SGML Documents and their Manipulation in Object and Object-Relational Databases

Eric Neuhold (joint work with Karl Aberer)
GMD-IPSI, Darmstadt

Over the past 5 years at GMD-IPSI the problem of managing SGML/HyTime compliant documents has been investigated and prototypes for managing SGML/Hytime documents within object-oriented and object-relational database management systems have been developed. In the course of this work a number of problems have been addressed that are related to generic data management issues for documents as well as to specific techniques required to support the SGML/HyTime standard.
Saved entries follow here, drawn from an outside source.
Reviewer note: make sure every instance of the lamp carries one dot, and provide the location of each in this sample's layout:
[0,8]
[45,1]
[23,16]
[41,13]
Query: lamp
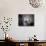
[36,3]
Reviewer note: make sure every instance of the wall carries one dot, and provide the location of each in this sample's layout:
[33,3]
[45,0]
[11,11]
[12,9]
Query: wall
[11,8]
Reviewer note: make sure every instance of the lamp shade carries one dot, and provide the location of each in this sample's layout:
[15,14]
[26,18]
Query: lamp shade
[36,3]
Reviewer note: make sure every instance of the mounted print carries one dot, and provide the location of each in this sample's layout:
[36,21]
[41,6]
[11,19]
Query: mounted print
[26,19]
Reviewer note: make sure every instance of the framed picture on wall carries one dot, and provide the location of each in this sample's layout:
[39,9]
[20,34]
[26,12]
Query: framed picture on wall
[26,19]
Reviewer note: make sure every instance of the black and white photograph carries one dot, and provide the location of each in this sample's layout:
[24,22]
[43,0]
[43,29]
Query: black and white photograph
[26,19]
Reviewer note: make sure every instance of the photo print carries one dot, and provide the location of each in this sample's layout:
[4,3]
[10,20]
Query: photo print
[26,19]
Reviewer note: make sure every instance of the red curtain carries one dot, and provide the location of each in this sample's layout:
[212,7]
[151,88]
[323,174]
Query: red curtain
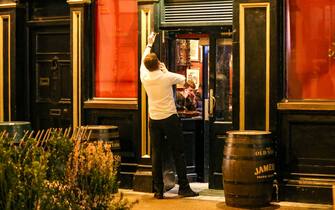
[309,38]
[116,73]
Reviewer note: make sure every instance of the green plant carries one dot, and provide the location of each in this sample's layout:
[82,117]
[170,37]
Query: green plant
[23,171]
[56,172]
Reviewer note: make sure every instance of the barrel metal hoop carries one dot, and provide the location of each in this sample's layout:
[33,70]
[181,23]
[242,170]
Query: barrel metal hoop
[260,181]
[240,145]
[230,195]
[235,157]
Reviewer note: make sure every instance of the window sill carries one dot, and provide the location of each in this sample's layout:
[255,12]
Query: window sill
[306,105]
[103,103]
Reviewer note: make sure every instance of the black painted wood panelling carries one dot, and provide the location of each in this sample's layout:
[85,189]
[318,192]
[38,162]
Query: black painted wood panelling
[128,124]
[255,68]
[308,144]
[42,9]
[306,152]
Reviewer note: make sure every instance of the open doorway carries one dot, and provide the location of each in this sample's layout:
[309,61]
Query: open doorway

With regard to data management we investigated the object modelling of documents, the use of different degrees of document fragmentation at the physical storage level and the use of indexing techniques and corresponding query optimization techniques. With regard to the SGML/HyTime standard we looked at technical issues arising from incomplete markup as well as inclusions/exclusions, and the maintenance of document consistency, both with regard to the DTD definitions and with regard to the additional semantic constraints specified within the HyTime standard. In the light of todays developments in the context of semi-structured data management and around the evolving XML standard family, many of these results experience renewed interest.

Ref: Klemens Boehm, Karl Aberer, Erich J. Neuhold, Xiaoya Yang: Structered Document Storage and Refined Declarative and Navigational Access Mechanisms in Hyperstorm. In: VLDB Journal, Vol. 6 (1997), Springer Verlag.